Penanganan yang kedua adalah membiarkan saja kondisi dengan mempersiapkan masyarakat untuk mengungsi, mempersiapkan lokasi pengungsian yang akan digunakan setiap tahun, dan dan pemerintah setiap tahun mempersiapkan anggaran penanganan pengungsi.
Dengan istilah lain adalah menjaga proyek kemanusiaan berkelanjutan, dimana setiap kali banjir semua pihak akan memiliki kegiatan kemanusiaan yang dapat digunakan sebagai sarana kampanye. Kampanyeu kepedulian pemerintah terhadap warga, kepedulian politisi dan partainya terhadap para pemilih, dan menjadi proyek kemanusiaan institusi atau organisasi-organisasi swasta.

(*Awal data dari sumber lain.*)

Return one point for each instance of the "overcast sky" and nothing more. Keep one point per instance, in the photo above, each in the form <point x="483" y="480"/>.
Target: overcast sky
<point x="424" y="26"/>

Pilihan ada pada kita, menyelesaikannya dengan pembangunan yang berkelanjutan, atau menjadikannya sebagai proyek kemanusian tahunan dan dapat dijadikan agenda khusus di Aceh Utara. Atau mungkin juga bisa menjadi agenda wisata banjir yang akan menarik banyak tamu untuk menikmati hidup di atas perahu yang melaju di antara rumah-rumah warga.